Turn your LLM into a TLM today
It’s free to try, with no credit card required.
FAQ
How does TLM work?
The TLM scores our confidence that a response is good for a given request. In question-answering applications, good would correspond to whether the answer is correct or not. In general open-ended applications, good corresponds to whether the response is helpful/informative and clearly better than alternative hypothetical responses. For extremely open-ended requests, TLM trustworthiness scores may not be as useful as for requests that are questions seeking a correct answer.
TLM trustworthiness scores are a form of machine learning model uncertainty estimate. Machine learning models may produce uncertain outputs when given inputs that are fundamentally difficult (i.e. prompts that are vague or complex) or different from the model’s training data (i.e. prompts that are atypical or based on niche information/facts).
TLM comprehensively quantifies the uncertainty in responding to a given request via multiple operations:
- self-reflection: a process in which the LLM is asked to explicitly rate the response and explicitly state how confidently good this response appears to be.
- probabilistic prediction: a process in which we consider the per-token probabilities assigned by a LLM as it generates a response based on the request (remember LLMs are trained to predict the probability of the next word/token in a sequence).
- observed consistency: a process in which the LLM probabilistically generates multiple plausible responses it thinks could be good, and we measure how contradictory these responses are to each other (or a given response).
These operations produce various trustworthiness measures, which are combined into an overall trustworthiness score that captures all relevant types of uncertainty. For instance, vague requests that could be answered in many ways generally yield lower token probabilities. Self-reflection can detect error-prone reasoning steps made when processing complex requests as well as unsupported factual statements. Observed consistency addresses fragilities in generation like tokenization/sampling that can yield vastly different responses.

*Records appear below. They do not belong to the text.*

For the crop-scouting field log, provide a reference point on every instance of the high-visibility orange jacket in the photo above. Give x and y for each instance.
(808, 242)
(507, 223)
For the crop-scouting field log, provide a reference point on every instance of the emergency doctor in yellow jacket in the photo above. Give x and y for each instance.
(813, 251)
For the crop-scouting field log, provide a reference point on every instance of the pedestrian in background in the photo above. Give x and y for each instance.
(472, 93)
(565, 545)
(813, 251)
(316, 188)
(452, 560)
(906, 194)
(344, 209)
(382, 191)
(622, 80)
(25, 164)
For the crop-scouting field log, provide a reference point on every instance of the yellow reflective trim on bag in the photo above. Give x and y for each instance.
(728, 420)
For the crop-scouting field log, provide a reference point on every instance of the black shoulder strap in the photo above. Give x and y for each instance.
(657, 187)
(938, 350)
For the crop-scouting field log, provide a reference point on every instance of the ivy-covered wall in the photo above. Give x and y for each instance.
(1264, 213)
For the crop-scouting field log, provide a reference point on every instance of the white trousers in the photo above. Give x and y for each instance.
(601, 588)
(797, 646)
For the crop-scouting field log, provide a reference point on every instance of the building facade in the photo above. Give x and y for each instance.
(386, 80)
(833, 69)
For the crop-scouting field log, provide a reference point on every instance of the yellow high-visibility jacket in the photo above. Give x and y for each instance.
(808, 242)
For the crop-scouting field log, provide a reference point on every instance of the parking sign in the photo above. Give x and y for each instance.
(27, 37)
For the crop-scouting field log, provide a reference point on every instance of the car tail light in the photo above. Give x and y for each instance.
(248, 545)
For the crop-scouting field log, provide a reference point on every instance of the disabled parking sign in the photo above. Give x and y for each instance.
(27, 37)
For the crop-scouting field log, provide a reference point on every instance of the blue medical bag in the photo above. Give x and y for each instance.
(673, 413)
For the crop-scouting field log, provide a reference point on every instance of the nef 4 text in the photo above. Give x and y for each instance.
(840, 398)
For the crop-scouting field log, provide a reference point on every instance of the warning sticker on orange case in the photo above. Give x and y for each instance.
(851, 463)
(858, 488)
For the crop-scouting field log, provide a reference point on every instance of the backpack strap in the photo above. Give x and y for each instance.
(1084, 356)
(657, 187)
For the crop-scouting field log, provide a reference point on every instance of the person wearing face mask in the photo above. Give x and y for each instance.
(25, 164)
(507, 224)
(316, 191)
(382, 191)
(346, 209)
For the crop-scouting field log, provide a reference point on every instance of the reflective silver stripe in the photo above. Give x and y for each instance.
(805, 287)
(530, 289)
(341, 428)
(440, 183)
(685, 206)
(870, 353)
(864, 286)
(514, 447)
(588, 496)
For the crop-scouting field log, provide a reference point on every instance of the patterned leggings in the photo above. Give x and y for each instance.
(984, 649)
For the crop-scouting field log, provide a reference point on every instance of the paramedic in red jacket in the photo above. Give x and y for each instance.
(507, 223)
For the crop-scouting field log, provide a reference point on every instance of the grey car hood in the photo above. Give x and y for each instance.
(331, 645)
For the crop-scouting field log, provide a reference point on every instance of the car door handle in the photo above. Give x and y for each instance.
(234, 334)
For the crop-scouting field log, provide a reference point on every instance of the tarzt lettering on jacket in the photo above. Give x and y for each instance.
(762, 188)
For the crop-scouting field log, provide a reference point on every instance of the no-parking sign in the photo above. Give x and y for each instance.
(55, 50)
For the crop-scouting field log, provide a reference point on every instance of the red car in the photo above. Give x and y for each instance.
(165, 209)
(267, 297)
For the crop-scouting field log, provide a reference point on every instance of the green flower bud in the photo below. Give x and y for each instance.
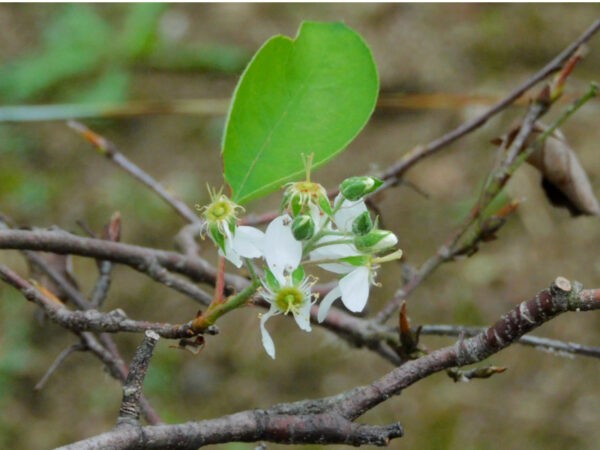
(355, 188)
(303, 227)
(362, 224)
(375, 241)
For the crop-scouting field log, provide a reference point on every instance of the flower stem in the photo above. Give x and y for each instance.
(216, 310)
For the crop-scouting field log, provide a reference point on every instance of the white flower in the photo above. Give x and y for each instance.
(290, 293)
(355, 286)
(353, 290)
(280, 248)
(246, 242)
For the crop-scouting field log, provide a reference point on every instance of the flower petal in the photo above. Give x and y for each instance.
(326, 303)
(355, 289)
(334, 251)
(248, 241)
(231, 255)
(282, 251)
(267, 341)
(302, 316)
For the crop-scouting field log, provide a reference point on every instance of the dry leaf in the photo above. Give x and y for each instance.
(563, 179)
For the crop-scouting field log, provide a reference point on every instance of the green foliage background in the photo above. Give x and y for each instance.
(67, 53)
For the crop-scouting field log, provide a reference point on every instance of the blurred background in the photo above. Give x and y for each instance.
(188, 58)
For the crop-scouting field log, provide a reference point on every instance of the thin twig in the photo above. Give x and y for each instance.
(110, 151)
(421, 152)
(57, 363)
(330, 420)
(152, 262)
(129, 413)
(545, 344)
(92, 320)
(118, 370)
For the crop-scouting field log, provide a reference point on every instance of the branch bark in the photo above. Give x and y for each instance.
(331, 420)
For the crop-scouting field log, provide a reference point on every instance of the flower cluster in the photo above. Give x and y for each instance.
(339, 236)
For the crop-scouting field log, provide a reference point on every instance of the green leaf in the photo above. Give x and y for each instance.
(312, 94)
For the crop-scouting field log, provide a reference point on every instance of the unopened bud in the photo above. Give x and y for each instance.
(303, 227)
(375, 241)
(362, 224)
(355, 188)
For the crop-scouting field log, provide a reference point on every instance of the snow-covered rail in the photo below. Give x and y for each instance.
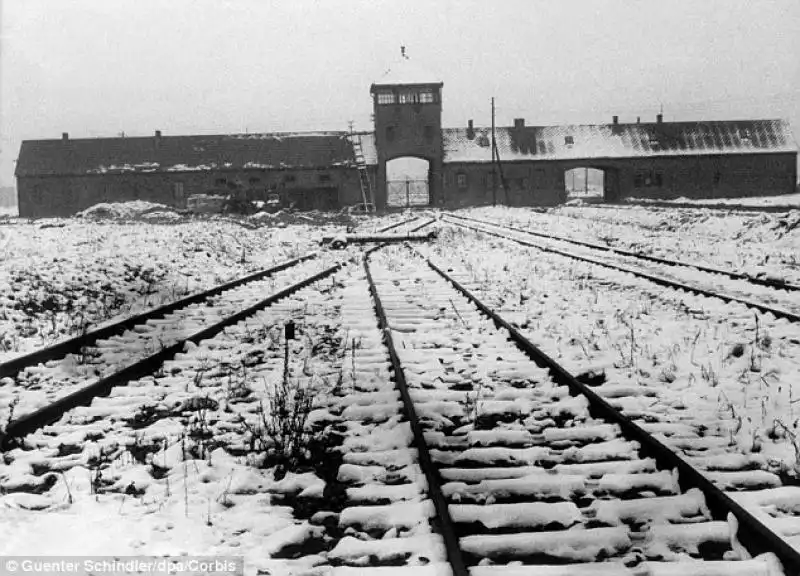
(44, 393)
(10, 368)
(767, 282)
(183, 432)
(533, 467)
(792, 315)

For more details, refer to our research paper published at ACL, the top venue for NLP and Generative AI research. Our publication rigorously describes certain foundational components of the TLM system.
How well does TLM work?
Comprehensive benchmarks are provided in our blog. These reveal that TLM detects hallucinations/errors with significantly higher precision/recall than other methods, across many datasets, tasks, and LLM models.
Using the best
or high
quality_preset, TLM can additionally return more accurate LLM responses than the base LLM. Our benchmarks show that TLM can reduce the error rate (incorrect answers): of GPT-4o by 27%, of GPT-4o mini by 34%, of GPT-4 by 10%, of GPT-3.5 by 22%, and of Claude 3 Haiku by 24%.

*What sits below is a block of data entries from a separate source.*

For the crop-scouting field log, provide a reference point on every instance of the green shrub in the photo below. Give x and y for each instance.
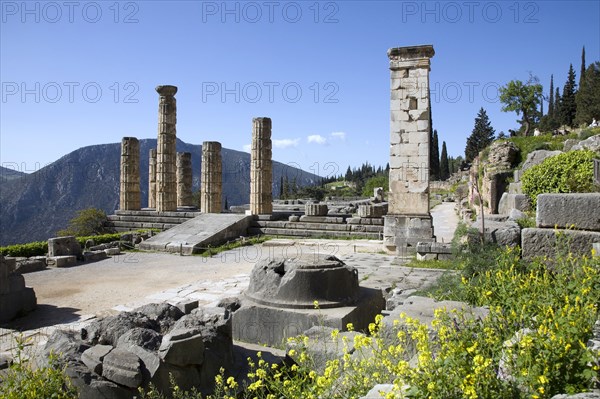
(22, 381)
(571, 172)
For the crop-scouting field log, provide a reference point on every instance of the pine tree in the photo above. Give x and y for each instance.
(588, 96)
(481, 137)
(434, 157)
(568, 105)
(583, 67)
(444, 166)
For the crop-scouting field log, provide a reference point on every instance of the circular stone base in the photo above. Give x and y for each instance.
(298, 282)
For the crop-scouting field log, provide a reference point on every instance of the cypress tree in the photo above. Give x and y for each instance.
(551, 98)
(482, 136)
(568, 105)
(583, 67)
(588, 96)
(444, 166)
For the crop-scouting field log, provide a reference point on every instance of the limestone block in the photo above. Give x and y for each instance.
(122, 367)
(94, 356)
(316, 209)
(513, 201)
(502, 233)
(544, 242)
(62, 261)
(60, 246)
(578, 210)
(182, 347)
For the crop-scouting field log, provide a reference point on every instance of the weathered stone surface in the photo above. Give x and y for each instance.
(184, 179)
(537, 157)
(152, 179)
(513, 201)
(370, 211)
(94, 357)
(166, 170)
(298, 282)
(502, 233)
(261, 172)
(130, 191)
(30, 265)
(182, 347)
(423, 309)
(61, 261)
(107, 331)
(163, 313)
(315, 209)
(543, 242)
(211, 185)
(15, 297)
(62, 246)
(578, 210)
(122, 367)
(591, 143)
(409, 149)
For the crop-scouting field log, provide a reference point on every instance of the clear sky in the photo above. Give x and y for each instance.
(81, 73)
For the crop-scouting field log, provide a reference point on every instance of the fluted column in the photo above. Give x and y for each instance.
(130, 193)
(184, 179)
(152, 179)
(261, 172)
(166, 179)
(211, 185)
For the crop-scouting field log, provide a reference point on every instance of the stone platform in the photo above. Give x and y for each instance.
(193, 236)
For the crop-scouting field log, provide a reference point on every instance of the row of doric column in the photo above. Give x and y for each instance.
(170, 172)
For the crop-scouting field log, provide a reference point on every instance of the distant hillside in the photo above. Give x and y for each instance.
(9, 174)
(35, 206)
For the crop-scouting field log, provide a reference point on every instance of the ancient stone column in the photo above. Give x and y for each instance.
(152, 179)
(261, 172)
(130, 193)
(211, 184)
(408, 220)
(184, 179)
(166, 170)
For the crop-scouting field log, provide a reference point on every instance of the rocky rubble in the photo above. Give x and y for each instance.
(113, 356)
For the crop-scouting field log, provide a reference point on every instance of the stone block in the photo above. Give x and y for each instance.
(94, 356)
(545, 242)
(501, 233)
(261, 324)
(564, 211)
(370, 211)
(316, 209)
(61, 246)
(122, 367)
(62, 261)
(30, 265)
(513, 201)
(182, 347)
(94, 256)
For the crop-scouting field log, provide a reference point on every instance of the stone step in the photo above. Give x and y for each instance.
(311, 233)
(326, 227)
(148, 219)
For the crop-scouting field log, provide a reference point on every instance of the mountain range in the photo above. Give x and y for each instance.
(33, 207)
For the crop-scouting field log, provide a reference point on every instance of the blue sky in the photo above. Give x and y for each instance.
(81, 73)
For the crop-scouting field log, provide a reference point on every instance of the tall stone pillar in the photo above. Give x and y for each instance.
(408, 220)
(130, 193)
(211, 184)
(184, 179)
(261, 170)
(166, 170)
(152, 179)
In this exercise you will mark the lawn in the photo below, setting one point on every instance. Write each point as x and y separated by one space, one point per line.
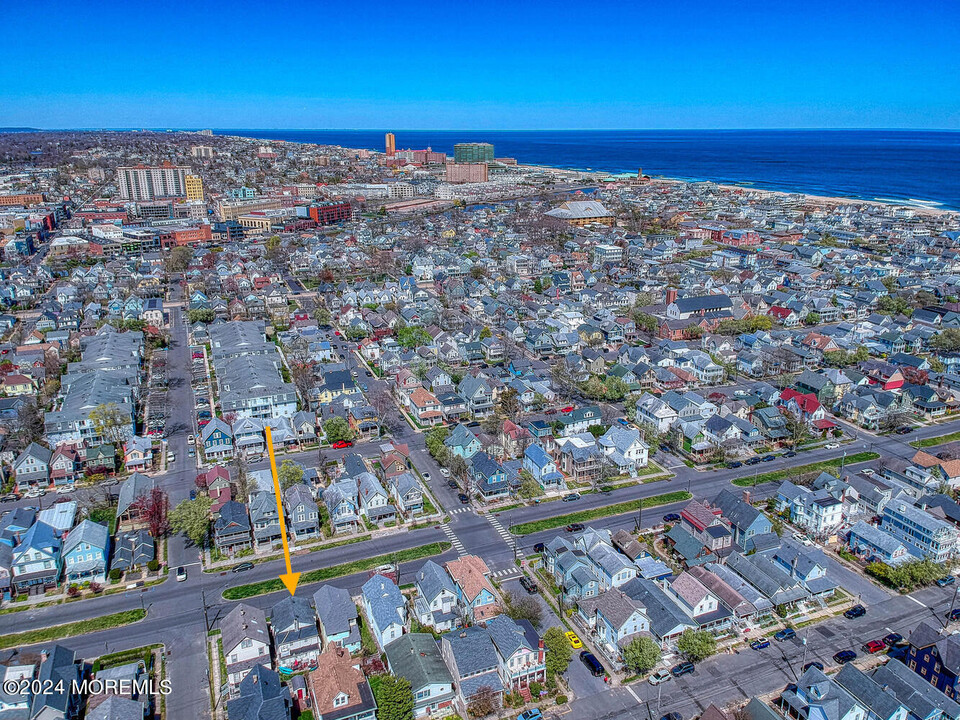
804 469
606 511
268 586
56 632
939 440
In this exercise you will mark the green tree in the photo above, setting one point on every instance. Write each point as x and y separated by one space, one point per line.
558 651
179 259
289 474
508 403
523 607
204 316
394 698
947 339
192 518
337 429
641 654
529 487
110 422
697 644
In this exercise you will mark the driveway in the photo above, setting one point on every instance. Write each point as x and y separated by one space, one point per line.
581 682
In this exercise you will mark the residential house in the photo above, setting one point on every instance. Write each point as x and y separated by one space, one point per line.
339 689
337 618
261 696
475 592
36 561
245 639
295 634
232 529
85 552
416 657
436 602
385 608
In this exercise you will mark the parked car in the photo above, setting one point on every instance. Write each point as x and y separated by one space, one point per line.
593 665
659 677
855 612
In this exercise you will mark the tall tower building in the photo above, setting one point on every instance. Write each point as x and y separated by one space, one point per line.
473 152
141 182
194 187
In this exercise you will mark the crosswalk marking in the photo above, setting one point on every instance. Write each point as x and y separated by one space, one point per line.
503 532
454 540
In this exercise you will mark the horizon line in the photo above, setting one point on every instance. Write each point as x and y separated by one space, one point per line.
161 128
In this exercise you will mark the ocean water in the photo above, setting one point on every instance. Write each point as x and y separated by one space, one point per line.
920 167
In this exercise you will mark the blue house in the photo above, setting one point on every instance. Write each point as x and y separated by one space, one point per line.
217 439
85 552
489 477
462 442
385 607
542 467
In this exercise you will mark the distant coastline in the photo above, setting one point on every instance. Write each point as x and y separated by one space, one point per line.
916 169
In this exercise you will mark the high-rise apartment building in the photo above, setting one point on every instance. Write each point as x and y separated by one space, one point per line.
194 187
473 152
467 172
141 182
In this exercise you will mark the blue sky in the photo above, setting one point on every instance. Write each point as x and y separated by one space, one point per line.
481 65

I am using LLM model ___, how can I use TLM?
Two primary ways to use TLM are the prompt()
and get_trustworthiness_score()
methods. The former can be used as a drop-in replacement for any standard LLM API, returning trustworthiness scores in addition to responses from one of TLM’s supported base LLM models. Here the response and trustworthiness score are both produced using the same LLM model.

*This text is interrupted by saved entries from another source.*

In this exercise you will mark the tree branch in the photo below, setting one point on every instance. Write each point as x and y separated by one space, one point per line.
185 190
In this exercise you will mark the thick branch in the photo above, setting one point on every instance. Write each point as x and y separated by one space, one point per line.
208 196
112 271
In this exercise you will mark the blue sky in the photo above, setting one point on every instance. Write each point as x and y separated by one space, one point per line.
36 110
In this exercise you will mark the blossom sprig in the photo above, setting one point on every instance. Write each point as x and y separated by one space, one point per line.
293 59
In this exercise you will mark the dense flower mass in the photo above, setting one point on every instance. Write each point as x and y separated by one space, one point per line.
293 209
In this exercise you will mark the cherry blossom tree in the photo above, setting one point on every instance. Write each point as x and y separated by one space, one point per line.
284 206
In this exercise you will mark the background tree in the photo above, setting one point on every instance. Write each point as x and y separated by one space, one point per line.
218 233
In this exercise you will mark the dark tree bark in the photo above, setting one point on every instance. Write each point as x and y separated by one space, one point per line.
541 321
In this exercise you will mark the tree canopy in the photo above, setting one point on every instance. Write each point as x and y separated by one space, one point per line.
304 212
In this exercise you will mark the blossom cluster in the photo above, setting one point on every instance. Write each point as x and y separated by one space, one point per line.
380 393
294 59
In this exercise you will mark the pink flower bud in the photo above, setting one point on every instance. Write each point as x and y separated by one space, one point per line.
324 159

Alternatively, you can produce responses using any LLM, and just use TLM to subsequently score their trustworthiness.
If you would like to both produce responses and score their trustworthiness using your own custom (private) LLM, get in touch regarding our Enterprise plan.
What about latency-sensitive applications (like Chat)?
See our advanced tutorial for tips on trading-off performance vs. costs/latency, including quality-presets and TLM Lite.
Instead of using TLM to produce responses, you can alternatively stream in responses from your own LLM, and use TLM.get_trustworthiness_score()
to subsequently stream in the corresponding trustworthiness score.